Quel che si può dire, comunque, della specificità di genere in magistratura è che essa è stata oggetto di studio e di indagine da tempi non recenti. Muovendosi a ritroso, già nel 2004, il CSM aveva organizzato, insieme con la Commissione pari opportunità, un convegno dal titolo eloquente: “Partecipazione equilibrata degli uomini e delle donne al processo decisionale”. La prospettiva larga di quel titolo aveva il pregio di non ridursi al mero computo numerico dei posti di dirigenza occupati per genere, ma si proponeva di porre un orizzonte più largo di indagine e sviluppo culturale.

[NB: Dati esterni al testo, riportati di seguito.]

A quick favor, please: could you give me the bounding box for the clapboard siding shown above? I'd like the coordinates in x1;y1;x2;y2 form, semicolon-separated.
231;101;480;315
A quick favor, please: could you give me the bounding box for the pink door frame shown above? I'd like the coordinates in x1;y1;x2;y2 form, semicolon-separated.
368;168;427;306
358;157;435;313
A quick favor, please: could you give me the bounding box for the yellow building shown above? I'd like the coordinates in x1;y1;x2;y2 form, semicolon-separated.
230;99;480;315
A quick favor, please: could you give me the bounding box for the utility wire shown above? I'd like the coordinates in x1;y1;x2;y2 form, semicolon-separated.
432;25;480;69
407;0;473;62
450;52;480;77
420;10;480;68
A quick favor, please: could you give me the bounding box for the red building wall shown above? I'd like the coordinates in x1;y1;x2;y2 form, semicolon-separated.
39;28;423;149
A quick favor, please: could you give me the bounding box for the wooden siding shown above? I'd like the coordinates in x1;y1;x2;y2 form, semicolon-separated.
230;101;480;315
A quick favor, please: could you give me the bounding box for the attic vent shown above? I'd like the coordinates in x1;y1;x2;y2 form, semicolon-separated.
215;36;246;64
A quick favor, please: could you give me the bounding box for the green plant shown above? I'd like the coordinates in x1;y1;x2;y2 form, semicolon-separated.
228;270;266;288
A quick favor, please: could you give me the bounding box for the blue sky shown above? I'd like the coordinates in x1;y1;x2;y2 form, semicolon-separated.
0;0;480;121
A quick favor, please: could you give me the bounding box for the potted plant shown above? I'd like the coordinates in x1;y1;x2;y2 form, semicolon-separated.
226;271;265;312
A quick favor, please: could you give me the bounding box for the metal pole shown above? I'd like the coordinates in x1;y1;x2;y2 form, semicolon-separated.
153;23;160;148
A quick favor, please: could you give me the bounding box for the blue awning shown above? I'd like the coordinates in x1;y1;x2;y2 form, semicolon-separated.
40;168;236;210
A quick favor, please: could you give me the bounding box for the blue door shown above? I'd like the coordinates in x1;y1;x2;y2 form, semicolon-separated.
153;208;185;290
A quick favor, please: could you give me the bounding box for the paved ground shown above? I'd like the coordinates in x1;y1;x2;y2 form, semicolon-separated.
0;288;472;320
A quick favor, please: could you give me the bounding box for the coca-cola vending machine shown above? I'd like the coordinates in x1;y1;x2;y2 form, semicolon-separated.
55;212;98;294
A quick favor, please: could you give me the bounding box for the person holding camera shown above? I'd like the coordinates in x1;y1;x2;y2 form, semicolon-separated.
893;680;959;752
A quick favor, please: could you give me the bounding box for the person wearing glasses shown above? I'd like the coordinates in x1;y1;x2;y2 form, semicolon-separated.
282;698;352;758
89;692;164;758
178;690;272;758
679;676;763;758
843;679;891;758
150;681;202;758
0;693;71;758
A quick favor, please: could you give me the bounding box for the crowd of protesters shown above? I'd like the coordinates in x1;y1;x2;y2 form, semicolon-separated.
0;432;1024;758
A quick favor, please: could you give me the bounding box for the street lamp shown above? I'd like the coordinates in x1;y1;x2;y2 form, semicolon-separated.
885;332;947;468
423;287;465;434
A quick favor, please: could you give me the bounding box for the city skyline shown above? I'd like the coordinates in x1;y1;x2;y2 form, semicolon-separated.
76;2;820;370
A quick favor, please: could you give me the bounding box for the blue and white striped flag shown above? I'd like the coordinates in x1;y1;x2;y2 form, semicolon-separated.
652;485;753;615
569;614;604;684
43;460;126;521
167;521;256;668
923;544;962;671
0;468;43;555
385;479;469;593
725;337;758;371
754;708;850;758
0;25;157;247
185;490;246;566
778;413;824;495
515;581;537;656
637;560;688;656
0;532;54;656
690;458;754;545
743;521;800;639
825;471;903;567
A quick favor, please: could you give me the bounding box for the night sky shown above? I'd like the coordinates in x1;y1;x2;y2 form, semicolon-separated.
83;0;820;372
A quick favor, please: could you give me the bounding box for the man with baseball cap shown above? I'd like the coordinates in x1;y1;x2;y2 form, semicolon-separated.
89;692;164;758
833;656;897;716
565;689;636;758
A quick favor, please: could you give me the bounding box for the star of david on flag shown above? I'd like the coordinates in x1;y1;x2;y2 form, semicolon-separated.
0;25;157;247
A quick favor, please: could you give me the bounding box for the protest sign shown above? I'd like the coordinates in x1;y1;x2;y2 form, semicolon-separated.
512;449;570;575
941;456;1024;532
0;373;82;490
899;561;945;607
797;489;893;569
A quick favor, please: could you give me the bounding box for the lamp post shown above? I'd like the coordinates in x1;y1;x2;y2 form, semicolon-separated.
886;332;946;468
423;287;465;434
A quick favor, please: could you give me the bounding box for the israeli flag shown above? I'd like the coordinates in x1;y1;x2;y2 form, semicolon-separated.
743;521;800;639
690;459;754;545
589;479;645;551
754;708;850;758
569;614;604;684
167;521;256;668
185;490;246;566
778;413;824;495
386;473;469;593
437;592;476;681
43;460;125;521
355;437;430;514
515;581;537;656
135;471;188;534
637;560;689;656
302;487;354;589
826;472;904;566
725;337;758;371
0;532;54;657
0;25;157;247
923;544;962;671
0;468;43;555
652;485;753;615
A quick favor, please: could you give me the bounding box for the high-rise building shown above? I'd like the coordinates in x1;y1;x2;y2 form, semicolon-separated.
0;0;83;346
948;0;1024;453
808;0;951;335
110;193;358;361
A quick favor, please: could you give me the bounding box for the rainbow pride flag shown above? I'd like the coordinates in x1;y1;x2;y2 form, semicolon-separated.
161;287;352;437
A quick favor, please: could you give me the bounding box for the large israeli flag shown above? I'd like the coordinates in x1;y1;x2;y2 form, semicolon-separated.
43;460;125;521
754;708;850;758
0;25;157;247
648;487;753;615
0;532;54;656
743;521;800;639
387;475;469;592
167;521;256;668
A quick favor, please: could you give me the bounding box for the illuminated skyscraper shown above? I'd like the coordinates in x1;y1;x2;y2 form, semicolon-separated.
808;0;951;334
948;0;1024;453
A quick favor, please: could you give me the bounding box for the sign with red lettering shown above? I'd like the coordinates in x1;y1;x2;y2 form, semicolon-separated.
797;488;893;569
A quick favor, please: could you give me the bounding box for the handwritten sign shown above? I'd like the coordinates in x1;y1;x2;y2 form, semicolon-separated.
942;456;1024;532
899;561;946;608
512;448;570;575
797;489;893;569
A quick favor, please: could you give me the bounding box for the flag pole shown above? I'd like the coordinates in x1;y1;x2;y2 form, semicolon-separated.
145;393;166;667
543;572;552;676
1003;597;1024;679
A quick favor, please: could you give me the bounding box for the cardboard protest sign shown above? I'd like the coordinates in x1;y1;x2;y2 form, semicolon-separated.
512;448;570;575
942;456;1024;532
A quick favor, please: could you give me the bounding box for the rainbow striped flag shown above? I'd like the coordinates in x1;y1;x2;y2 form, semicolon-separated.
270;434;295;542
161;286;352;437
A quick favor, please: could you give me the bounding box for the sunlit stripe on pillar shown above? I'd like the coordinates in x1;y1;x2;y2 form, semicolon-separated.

La sfida da raccogliere oggi deve tenere conto delle trasformazioni assai rilevanti delle funzioni della magistratura. in concreto, l’esigenza di garantire la parità di genere va perseguita mentre si assiste a mutamenti di alrga portata che investono l’ordine giudiziario. Le funzioni, infatti, cambiano molto e in un breve volgere di tempo: domina la capacità di gestione elettronica e persino statistica di imponenti flussi di contenzioso; le condizioni del processo e delle indagini penali si parcellizzano imponendo la specializzazione dei percorsi dio carriera; infine, va considerato l’abbreviarsi in termini di percorrenza anagrafica dei tempi della carriera in magistratura: si accede dopo e si è collocati a riposo obbligatoriamente prima che in passato, in seguito alle note novelle legislative che hanno preso forma a decorrere dal 2014. E’, dunque, sulla base di questi rilievi che si deve assicurare in concreto le pari opportunità, come del resto il Consiglio Superiore ha già provveduto a fare attraverso le specifiche norme introdotte nel nuovo Testo Unico sulla Dirigenza Giudiziaria

Coltivare l’analisi delle prospettive di specialità di genere nell’ambito della magistratura consente anche di riflettere sulla significatività di alcune risultanze statistiche che possono manifestare, a tratti, spie di un qualche malessere sul ruolo delle donne nell’ordine giudiziario; a volte, invece, tali analisi possono mostrare vie di approfondimento e di riflessione. Ne segnalo una, in termini molto sintetici. La declinazione al femminile dei procedimenti disciplinari può offrire uno spaccato interessante, specie se si confrontassero i dati provenienti dal tasso e dai titoli di incolpazione, con gli esiti dei giudizi della Sezione disciplinare. Si inferiva, tra il 2009 e il 2014, che la componente femminile della magistratura era raggiunta in maniera minore dall’azione disciplinare.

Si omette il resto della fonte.